Elephant family feeding at one of the marshes in Samburu during the dry season


The management plan will propose actions for joint measures to improve wetlands and water resources management in future. These include screening investments and mainstreaming regulatory and socio-economic valuations in wetlands planning and management through specific environmental tools for ecosystem management.

Earlier in the year, our team conducted a field scoping exercise to understand the extent of the key wetlands by consulting with the local communities, county government and national government officers, and representatives from Civil Society Organisations and the private sector.

Field scoping mission at one of the wetlands


Why a Management Plan for Key Wetlands in Samburu County?

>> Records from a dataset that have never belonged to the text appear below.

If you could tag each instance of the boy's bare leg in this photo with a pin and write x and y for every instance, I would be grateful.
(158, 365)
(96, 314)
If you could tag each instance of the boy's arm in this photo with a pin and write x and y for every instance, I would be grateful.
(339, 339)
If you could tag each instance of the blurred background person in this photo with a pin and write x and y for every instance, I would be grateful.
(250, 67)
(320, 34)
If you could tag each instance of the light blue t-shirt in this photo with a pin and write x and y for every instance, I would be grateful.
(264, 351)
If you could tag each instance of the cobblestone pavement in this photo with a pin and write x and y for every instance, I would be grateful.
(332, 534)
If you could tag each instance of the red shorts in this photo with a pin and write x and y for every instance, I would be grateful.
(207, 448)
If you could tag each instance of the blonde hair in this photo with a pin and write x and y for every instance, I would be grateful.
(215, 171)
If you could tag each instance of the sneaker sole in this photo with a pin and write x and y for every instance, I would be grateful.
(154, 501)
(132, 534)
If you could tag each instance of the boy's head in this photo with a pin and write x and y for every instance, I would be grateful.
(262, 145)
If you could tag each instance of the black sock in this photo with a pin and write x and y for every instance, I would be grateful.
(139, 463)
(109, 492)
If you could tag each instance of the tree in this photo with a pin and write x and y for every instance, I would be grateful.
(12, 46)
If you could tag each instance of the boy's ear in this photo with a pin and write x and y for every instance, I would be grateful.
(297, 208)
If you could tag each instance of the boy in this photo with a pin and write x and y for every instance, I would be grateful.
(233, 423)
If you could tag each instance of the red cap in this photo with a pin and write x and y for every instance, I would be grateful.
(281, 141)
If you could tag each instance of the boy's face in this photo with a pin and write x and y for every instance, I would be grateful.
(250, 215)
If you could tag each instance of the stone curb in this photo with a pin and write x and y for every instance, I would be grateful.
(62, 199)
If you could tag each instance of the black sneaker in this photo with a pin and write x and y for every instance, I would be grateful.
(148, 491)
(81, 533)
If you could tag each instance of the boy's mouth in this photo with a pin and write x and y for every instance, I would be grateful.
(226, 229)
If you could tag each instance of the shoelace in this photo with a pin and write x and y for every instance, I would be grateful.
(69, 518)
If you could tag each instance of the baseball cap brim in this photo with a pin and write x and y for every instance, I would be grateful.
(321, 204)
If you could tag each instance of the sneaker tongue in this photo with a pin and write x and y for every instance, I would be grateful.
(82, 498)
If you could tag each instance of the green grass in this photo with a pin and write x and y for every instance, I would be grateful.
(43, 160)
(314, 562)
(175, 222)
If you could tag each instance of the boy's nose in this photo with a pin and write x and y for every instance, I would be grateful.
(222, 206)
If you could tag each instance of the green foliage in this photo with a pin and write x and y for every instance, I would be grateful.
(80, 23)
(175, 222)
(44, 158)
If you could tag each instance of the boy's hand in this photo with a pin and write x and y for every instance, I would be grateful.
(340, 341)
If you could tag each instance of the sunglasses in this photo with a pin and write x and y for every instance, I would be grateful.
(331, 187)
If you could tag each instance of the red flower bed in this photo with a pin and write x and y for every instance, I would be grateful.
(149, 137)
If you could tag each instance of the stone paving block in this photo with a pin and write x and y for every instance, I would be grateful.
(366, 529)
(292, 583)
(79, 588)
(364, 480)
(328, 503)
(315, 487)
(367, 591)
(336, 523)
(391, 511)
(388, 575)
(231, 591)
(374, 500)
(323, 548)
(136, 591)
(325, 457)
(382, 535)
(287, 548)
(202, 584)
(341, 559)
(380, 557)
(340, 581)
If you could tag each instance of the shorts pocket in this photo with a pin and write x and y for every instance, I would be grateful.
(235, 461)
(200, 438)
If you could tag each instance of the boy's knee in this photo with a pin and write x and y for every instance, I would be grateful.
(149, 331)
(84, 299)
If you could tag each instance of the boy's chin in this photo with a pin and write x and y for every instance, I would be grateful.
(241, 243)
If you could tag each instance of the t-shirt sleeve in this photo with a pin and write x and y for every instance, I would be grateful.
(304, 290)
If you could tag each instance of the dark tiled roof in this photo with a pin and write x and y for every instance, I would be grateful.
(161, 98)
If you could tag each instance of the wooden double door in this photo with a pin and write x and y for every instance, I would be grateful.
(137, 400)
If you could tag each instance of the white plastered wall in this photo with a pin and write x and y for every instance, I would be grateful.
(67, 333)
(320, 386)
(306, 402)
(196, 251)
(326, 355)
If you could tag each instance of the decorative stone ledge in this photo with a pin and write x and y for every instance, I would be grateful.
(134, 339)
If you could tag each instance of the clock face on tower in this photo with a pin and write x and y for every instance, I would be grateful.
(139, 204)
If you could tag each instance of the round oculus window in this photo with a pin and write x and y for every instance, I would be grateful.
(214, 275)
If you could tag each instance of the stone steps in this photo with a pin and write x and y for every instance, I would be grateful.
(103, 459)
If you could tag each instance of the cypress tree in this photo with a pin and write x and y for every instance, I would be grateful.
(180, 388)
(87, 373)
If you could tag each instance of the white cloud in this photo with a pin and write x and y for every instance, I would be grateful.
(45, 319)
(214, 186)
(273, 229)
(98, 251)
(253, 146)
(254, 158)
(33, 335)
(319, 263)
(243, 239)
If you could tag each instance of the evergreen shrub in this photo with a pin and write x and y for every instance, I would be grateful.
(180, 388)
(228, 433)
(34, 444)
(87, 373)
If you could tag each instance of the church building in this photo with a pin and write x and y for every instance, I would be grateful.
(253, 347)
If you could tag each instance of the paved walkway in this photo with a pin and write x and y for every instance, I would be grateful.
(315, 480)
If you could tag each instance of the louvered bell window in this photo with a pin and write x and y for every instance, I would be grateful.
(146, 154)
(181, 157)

The basis for the development of a management plan is grounded on the following reasons:

  • To clearly identify the wetland site management objectives so as to develop an effective management plan. The values ​​of the site and management objectives will help set realistic goals in order to provide a sense of direction, focus and a guide for the actions required. These will be the yardstick by which success can be measured as the plan is implemented.
  • To identify the factors that affect or may affect the site’s key features which in turn assist in setting practical objectives.
  • To resolve existing or potential conflicts by providing a platform for the communities or organisations with an interest on the wetland. This would help create positive attitudes thus establishing commitments towards future initiatives.
  • To integrate disaster risk reduction in the planning by not only assessing current and immediate risks, but also future risks where climate change at the larger landscape level is a defining factor.
  • To assist in mobilizing financial resources through identification and quantification of the resources required to manage the wetland as well as to determine income generating opportunities to support the necessary management processes.
  • To aid communication and collaboration within and between wetland sites, organisations and stakeholders. Management planning processes provide an important means of involvement and communication with the stakeholders.
  • To ensure compliance with local, national and international policies.

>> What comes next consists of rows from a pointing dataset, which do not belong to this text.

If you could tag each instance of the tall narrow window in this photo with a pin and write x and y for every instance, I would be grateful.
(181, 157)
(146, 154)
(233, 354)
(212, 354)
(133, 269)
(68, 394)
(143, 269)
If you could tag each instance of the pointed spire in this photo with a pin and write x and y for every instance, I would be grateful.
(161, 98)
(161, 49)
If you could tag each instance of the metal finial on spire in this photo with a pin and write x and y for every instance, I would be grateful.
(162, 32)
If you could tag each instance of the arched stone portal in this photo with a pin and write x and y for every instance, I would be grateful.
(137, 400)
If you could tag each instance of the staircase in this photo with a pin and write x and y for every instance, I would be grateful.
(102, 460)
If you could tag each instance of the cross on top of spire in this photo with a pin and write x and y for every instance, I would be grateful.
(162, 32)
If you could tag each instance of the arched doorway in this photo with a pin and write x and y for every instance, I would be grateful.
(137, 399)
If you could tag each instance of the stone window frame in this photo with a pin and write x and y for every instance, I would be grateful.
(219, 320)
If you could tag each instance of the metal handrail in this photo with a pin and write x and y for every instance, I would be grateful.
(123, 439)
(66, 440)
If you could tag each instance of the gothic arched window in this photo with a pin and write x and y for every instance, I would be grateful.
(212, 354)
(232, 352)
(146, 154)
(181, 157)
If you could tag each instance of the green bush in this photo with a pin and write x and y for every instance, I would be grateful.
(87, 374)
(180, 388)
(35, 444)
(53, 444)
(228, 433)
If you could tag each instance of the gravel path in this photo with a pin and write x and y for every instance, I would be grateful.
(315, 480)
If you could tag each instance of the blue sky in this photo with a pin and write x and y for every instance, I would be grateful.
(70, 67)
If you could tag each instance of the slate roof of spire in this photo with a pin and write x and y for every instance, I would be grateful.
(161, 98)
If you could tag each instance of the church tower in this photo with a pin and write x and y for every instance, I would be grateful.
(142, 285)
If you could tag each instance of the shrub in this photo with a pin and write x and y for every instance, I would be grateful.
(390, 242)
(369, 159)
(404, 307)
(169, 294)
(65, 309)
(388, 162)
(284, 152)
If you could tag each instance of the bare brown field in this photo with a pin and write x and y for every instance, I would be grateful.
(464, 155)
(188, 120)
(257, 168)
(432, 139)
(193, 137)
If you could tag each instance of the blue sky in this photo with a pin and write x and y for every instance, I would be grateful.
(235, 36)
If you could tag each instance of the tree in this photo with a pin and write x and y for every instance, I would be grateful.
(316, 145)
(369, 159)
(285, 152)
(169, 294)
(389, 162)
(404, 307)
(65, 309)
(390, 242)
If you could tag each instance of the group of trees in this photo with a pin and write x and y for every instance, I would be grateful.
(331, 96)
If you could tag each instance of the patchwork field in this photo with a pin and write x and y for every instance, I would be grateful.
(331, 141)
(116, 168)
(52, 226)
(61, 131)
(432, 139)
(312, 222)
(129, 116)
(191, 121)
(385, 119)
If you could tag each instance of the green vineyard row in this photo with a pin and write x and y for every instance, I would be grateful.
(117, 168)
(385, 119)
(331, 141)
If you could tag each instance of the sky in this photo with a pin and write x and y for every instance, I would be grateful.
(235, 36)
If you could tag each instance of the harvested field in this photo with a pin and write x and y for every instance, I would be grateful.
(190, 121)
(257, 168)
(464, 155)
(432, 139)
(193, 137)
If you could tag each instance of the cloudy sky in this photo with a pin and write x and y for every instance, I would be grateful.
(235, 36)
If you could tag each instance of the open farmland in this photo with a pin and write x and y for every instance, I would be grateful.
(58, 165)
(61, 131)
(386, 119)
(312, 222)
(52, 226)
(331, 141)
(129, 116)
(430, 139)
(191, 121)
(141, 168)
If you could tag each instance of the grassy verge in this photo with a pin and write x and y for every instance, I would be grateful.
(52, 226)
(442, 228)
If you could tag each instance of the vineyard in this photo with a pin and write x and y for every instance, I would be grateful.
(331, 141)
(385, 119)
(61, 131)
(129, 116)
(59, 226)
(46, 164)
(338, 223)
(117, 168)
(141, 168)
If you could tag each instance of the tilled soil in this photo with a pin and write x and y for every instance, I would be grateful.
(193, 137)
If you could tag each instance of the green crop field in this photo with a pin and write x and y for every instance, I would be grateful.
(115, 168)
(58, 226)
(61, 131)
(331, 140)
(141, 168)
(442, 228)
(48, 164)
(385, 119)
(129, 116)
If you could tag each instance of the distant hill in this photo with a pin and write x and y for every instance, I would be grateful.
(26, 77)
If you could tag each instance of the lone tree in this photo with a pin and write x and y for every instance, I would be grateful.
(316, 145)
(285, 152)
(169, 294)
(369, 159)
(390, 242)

Wetlands International is dedicated to the conservation and restoration of wetlands globally. We do this by understanding and addressing the underlying causes of wetland damage and loss through management planning. These processes help strengthen the technical and institutional capacities for sustainable wetlands management in the region.

In Eastern Africa, we have been involved in various wetlands management planning processes such as the Tana River Basin and Lake Naivasha in Kenya; an integrated catchment management planning for Jigijiga in Eastern Ethiopia and Aswa in Northern Uganda with subsequent development of their atlases; Kinnaite in South Sudan; and the Rufiji Delta mangroves in Tanzania.

We have also supported in the development of monographs, wetlands management plans and investments project plans for Wetlands Across Borders in the Nile Basin.